Your Study is on Fire
and you only have time to grab a box or two of books and papers (or worse, maybe one or two books). Which ones would you choose and why?
With good reason the Malibu fires have been front and center the last few days. On the drive in (made painfully slow this morning by the first rain we've had in months) I thought about what it must be like to have to decide what to pack in a car trunk or backseat as you abandon your home and its contents.
Assuming that Laura and the girls are safe, I wonder what I would, if I could, do about all our blasted stuff.
Truth be told, I have no deep sentimental attachment to our house. I feel the same way about most everything in it, with very few exceptions. Of all the furniture we own, we only purchased one piece (an antique couch for our living room, and that a fabulous deal). There are about 5 pieces of furniture that hold sentimental value to either or both Laura and I. We have a few things that are important to us, but they are important because of who gave it to us or what it means in intangible terms to us and our girls; but the rest is filler I could easily live without.

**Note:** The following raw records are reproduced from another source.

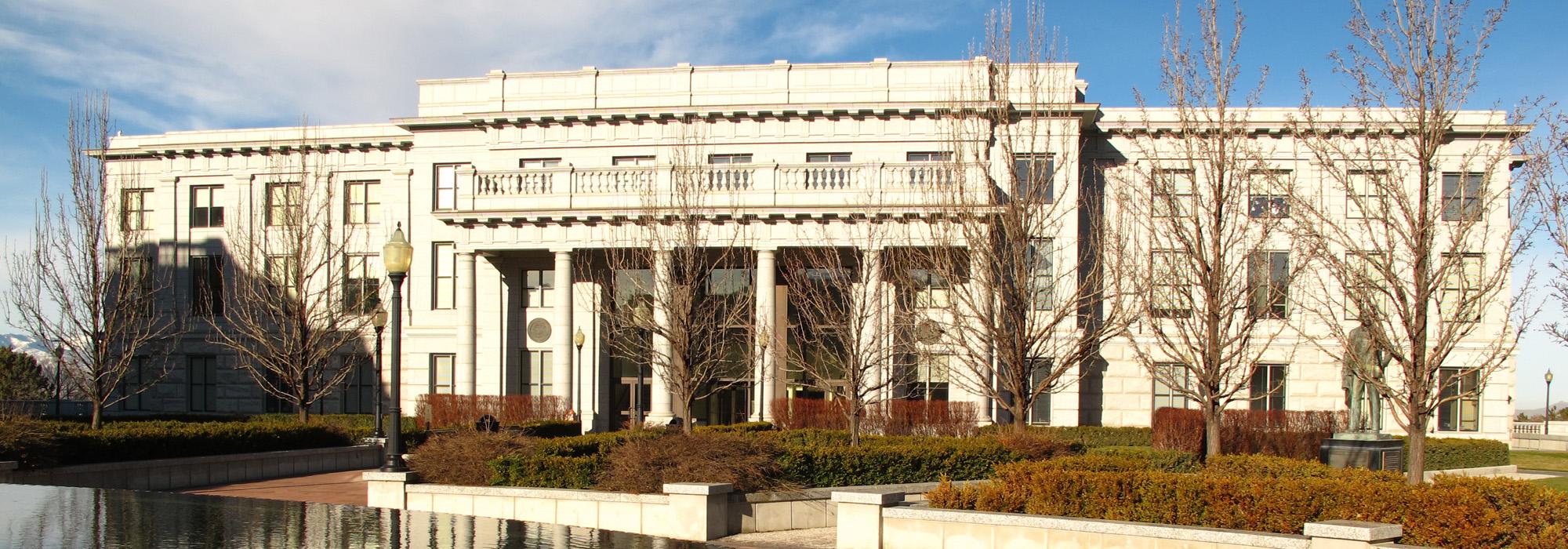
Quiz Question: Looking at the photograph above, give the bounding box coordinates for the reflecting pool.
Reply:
[0,485,707,549]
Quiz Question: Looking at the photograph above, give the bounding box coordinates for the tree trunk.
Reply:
[1203,405,1221,461]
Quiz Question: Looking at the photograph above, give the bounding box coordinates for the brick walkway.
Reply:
[180,471,365,507]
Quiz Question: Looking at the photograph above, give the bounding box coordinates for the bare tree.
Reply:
[906,3,1134,430]
[8,94,182,428]
[207,125,379,422]
[583,116,757,433]
[1109,0,1303,456]
[784,218,913,445]
[1295,0,1559,483]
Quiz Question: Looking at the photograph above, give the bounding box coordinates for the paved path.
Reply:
[180,471,365,507]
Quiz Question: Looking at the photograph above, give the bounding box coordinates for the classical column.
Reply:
[751,249,778,422]
[452,251,478,395]
[550,249,580,416]
[648,249,676,425]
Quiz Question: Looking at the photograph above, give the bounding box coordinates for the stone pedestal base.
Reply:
[1317,433,1405,472]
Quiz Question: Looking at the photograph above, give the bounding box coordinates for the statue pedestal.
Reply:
[1317,433,1405,472]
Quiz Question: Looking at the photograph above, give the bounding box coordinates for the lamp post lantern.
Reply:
[370,306,389,438]
[381,223,414,472]
[55,344,66,419]
[1541,370,1552,434]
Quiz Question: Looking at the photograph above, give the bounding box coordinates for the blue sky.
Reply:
[0,0,1568,408]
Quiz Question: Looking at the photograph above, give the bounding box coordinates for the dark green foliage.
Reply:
[0,348,53,400]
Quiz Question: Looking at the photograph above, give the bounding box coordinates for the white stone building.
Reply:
[107,60,1515,438]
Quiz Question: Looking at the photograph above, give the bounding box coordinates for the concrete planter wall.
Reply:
[0,444,381,489]
[833,491,1424,549]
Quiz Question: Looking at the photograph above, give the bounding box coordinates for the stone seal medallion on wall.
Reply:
[528,318,550,344]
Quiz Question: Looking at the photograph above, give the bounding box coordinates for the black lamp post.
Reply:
[370,307,389,438]
[55,345,66,419]
[1541,370,1552,434]
[381,223,414,472]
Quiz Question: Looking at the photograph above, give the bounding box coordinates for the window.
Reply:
[436,163,467,210]
[1154,362,1193,409]
[1149,249,1192,318]
[343,254,381,314]
[267,184,303,226]
[1025,238,1055,311]
[430,354,458,395]
[191,185,223,227]
[1013,152,1057,204]
[343,180,381,224]
[903,152,953,162]
[1345,251,1391,320]
[185,354,218,411]
[610,157,654,166]
[1250,364,1284,411]
[191,256,223,317]
[1152,169,1192,218]
[1438,369,1480,431]
[119,188,152,231]
[1029,358,1051,425]
[1439,254,1483,322]
[522,270,555,309]
[1247,171,1290,218]
[1345,169,1389,220]
[909,354,953,400]
[114,356,154,411]
[522,350,555,397]
[1247,251,1290,318]
[342,354,378,414]
[517,158,561,169]
[1443,173,1485,221]
[430,242,458,309]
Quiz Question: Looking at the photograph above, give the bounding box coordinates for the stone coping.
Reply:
[1301,521,1405,543]
[883,507,1312,549]
[405,485,670,505]
[20,444,381,474]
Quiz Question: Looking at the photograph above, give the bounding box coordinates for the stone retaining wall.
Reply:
[0,444,383,489]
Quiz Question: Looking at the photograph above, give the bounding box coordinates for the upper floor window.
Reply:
[1345,169,1389,220]
[1443,173,1485,221]
[1247,169,1290,218]
[522,270,555,307]
[191,185,223,227]
[1149,249,1193,318]
[191,256,223,317]
[1151,169,1193,218]
[119,188,152,231]
[430,242,458,309]
[343,180,381,224]
[610,157,654,166]
[1441,254,1485,322]
[1438,369,1480,431]
[1013,152,1057,204]
[343,254,381,314]
[903,151,953,162]
[1247,251,1290,318]
[434,163,467,210]
[267,184,304,226]
[1248,364,1284,411]
[517,158,561,169]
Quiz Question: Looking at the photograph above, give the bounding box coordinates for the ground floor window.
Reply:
[1438,369,1480,431]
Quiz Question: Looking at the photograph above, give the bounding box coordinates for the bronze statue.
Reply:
[1342,323,1391,433]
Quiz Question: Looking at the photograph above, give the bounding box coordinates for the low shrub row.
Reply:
[927,456,1568,547]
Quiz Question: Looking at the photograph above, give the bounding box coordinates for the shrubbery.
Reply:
[927,455,1568,547]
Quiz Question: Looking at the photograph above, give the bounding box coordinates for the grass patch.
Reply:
[1508,450,1568,471]
[1530,477,1568,493]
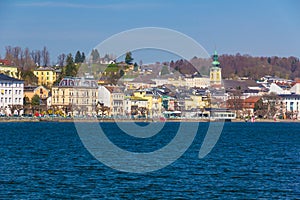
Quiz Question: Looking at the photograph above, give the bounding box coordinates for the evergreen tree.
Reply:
[62,54,78,77]
[120,69,125,77]
[92,49,100,63]
[75,51,82,63]
[31,94,40,106]
[125,51,133,65]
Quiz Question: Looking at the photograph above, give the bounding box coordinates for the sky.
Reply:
[0,0,300,63]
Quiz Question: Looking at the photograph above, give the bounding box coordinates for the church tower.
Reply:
[209,51,222,86]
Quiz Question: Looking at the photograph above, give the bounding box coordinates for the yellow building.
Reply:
[51,77,98,115]
[132,90,153,112]
[0,65,20,79]
[33,67,56,87]
[210,51,222,86]
[185,95,209,110]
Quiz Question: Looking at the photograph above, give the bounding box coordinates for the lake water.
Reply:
[0,122,300,199]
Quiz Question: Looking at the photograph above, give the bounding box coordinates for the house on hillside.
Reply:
[0,74,24,115]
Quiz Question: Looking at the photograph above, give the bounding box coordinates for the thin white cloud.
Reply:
[16,1,160,9]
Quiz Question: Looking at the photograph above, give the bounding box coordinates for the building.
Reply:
[0,74,24,114]
[209,51,222,87]
[243,96,262,116]
[279,94,300,119]
[33,67,57,87]
[51,77,98,116]
[185,77,212,88]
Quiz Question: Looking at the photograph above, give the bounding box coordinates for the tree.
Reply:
[57,53,66,67]
[75,51,82,63]
[31,94,40,106]
[125,51,133,65]
[81,52,85,63]
[91,49,100,63]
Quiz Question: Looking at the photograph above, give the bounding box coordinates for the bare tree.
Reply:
[23,48,34,70]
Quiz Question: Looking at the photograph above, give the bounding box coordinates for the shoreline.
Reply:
[0,117,300,123]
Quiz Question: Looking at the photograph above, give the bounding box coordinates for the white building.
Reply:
[0,74,24,114]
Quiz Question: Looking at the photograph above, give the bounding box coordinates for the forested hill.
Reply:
[219,54,300,80]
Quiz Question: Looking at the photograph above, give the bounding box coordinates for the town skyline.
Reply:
[0,1,300,61]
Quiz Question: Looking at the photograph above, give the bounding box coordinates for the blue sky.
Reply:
[0,0,300,62]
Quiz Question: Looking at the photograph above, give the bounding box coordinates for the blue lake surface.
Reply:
[0,122,300,199]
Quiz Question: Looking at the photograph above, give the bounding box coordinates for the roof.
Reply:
[34,67,55,71]
[0,74,23,82]
[244,96,261,103]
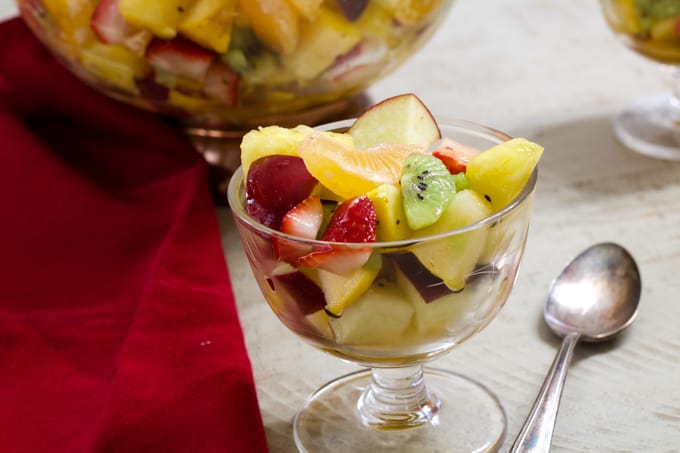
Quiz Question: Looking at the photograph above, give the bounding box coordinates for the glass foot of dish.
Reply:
[293,368,507,453]
[614,96,680,160]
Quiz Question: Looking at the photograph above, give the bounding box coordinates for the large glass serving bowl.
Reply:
[600,0,680,160]
[16,0,453,178]
[228,121,537,453]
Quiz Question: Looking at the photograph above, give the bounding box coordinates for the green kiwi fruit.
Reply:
[400,153,456,230]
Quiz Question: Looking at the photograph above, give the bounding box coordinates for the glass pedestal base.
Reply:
[614,96,680,160]
[293,368,507,453]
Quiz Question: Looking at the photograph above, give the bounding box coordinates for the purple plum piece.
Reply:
[268,271,326,316]
[337,0,368,22]
[392,253,454,303]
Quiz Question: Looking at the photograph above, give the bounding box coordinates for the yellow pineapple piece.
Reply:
[284,7,361,80]
[81,42,148,93]
[239,0,300,55]
[241,125,354,175]
[289,0,323,21]
[178,0,237,53]
[376,0,442,25]
[465,138,543,211]
[118,0,195,39]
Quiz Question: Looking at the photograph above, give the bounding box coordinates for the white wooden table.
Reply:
[5,0,680,453]
[220,0,680,453]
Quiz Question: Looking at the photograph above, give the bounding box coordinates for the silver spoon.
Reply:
[510,242,641,453]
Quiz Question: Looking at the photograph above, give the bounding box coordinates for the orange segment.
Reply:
[298,134,424,199]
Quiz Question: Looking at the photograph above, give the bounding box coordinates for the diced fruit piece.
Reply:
[401,154,456,230]
[319,252,382,316]
[300,195,377,275]
[298,134,423,199]
[145,37,215,80]
[178,0,237,53]
[290,0,323,22]
[241,126,354,174]
[330,282,413,346]
[432,138,479,175]
[465,138,543,211]
[118,0,194,39]
[81,42,148,93]
[366,184,411,242]
[245,155,317,230]
[203,61,241,107]
[90,0,133,44]
[283,7,361,80]
[272,195,323,264]
[412,189,492,291]
[269,272,326,315]
[348,93,441,149]
[337,0,368,22]
[395,254,478,335]
[239,0,300,55]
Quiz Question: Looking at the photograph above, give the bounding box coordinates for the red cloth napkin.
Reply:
[0,15,267,453]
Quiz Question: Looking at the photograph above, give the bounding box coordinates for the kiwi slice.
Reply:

My books, though, are a different story. Having inherited about 500 items (books, periodicals, and tracts) of Restoration material, I admit to no mean anxiety over being compelled to choose from among them.
At or near the top of the list would be a copy of Alexander Campbell's Lectures on the Pentateuch inscribed by my great-great grandfather in 1867. I have a few volumes with my great-grandfather's and grandfather's notes inscribed within. I have some portraits and photographs I would grieve over if lost. There are some textbooks with my own notes inside (which are not at all valuable aside from the memories they hold and courses and colleagues they represent). I have a few hundred handwritten sermons from KC Ice and MC Ice.

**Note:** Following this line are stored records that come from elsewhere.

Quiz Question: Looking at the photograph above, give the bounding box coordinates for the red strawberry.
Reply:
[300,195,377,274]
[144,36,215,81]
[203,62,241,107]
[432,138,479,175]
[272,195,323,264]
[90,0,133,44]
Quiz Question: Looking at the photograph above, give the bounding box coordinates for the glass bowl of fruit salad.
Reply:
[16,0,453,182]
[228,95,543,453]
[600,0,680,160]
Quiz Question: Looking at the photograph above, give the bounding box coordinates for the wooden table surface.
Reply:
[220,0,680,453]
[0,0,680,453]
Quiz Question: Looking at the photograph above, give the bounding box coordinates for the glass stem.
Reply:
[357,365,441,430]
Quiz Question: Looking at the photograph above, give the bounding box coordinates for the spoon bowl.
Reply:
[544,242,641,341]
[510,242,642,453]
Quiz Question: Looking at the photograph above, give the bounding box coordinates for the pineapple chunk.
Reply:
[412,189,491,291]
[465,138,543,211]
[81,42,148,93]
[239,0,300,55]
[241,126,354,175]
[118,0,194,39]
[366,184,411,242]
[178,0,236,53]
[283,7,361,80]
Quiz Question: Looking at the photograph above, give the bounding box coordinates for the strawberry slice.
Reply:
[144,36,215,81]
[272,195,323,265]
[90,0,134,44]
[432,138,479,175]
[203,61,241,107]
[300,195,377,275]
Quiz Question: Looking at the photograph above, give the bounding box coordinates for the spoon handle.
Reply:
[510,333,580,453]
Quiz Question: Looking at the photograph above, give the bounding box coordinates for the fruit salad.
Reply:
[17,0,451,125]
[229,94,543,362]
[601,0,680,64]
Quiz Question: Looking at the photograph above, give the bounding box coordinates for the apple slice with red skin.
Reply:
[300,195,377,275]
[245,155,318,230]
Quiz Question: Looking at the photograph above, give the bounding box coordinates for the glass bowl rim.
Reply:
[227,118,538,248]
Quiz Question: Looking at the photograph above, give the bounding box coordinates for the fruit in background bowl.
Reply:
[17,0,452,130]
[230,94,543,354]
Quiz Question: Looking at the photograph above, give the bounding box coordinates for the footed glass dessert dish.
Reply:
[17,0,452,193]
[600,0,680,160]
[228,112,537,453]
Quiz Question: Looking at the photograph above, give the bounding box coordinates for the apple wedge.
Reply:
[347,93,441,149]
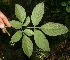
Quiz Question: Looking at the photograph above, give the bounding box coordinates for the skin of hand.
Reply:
[0,11,11,33]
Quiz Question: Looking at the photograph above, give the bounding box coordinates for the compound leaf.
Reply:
[31,2,44,26]
[24,29,34,36]
[11,30,22,42]
[23,16,30,26]
[22,35,33,57]
[41,22,68,36]
[10,20,22,29]
[66,6,70,13]
[34,29,50,51]
[15,4,26,22]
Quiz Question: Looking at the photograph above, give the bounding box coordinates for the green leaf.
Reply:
[22,35,33,57]
[11,30,22,42]
[31,2,44,26]
[15,4,26,22]
[61,2,67,6]
[34,29,50,51]
[23,16,30,26]
[10,20,22,29]
[66,6,70,13]
[41,22,68,36]
[68,1,70,5]
[24,29,34,36]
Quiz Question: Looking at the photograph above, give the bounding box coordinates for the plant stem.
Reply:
[27,27,40,29]
[4,27,10,36]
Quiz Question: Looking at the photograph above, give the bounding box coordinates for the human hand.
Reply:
[0,11,11,33]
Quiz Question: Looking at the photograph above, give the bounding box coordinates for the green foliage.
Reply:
[24,29,34,36]
[61,1,70,13]
[41,22,68,36]
[34,29,50,51]
[23,16,30,26]
[31,2,44,26]
[22,35,33,57]
[66,6,70,13]
[11,2,68,57]
[10,20,22,29]
[11,30,22,42]
[15,4,26,22]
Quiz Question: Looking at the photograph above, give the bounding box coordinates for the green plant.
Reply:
[10,2,68,57]
[61,1,70,13]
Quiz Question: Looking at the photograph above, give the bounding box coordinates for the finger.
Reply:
[0,11,11,27]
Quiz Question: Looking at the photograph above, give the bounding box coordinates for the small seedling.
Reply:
[10,2,68,57]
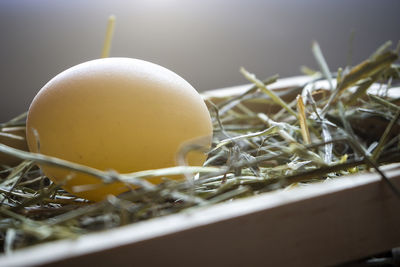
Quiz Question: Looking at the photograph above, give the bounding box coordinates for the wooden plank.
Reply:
[0,164,400,267]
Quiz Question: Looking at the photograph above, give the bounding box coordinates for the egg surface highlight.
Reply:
[26,58,212,201]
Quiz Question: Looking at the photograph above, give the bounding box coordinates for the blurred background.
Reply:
[0,0,400,122]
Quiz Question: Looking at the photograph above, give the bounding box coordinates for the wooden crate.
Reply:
[0,78,400,267]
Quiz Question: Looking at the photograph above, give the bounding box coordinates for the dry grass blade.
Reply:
[0,39,400,253]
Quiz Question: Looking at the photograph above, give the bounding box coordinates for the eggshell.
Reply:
[27,58,212,201]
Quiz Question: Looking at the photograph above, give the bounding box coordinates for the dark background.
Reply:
[0,0,400,122]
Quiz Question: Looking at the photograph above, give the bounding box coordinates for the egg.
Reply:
[26,58,212,201]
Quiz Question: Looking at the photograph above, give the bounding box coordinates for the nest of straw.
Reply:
[0,42,400,253]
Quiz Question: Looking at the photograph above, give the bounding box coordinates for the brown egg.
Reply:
[27,58,212,201]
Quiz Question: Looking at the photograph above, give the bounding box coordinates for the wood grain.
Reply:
[0,164,400,267]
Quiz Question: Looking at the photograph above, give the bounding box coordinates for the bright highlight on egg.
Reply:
[26,58,212,201]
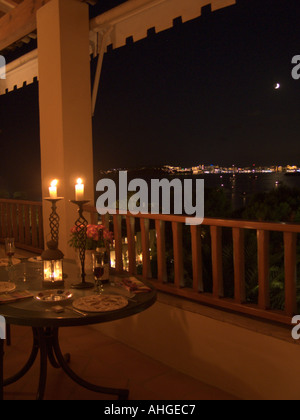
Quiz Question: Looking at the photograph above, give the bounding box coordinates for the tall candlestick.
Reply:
[49,179,58,198]
[75,178,84,201]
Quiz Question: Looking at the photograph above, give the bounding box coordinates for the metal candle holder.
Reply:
[71,200,94,289]
[45,197,63,243]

The rest of my library took a long time to acquire, were a joy to acquire, and remains a privilege to own and read and study. But I could manage without them (I would hope so). There are any number of books I'd love to keep, but the ones I'd grieve over are special not because they are rare or valuable or in super condition (though I have some that are all the above), but they are special for other, deeper, reasons.
The images of Malibu puts in perspective our worst materialistic tendencies. At the same time, already we are hearing stories of heroism, sacrifice and service. If we are patient we will see emerge before us and within us reminders of those things which fire cannot destroy. And if we are discerning, those things which distract us will become more and more perspectivized and we will see them as they are: of little true worth. And finally, if we are wise, we will cling all the more tenaciously to the former even as we shed ourselves of the latter.
And so to bed.
1 comment:
Interesting topic, Mac.
First on my list of things to save, were my house to catch on fire, would be my old cat. Naturally. Second, and really the only other thing I'd care terribly about, would be my journals and other compositions. Worldly possessions can be replaced, but memories cannot. My writing holds the key to those memories.
It was a pleasure meeting you recently, and a special thanks for the tour of the archives. Best wishes to you for the holidays.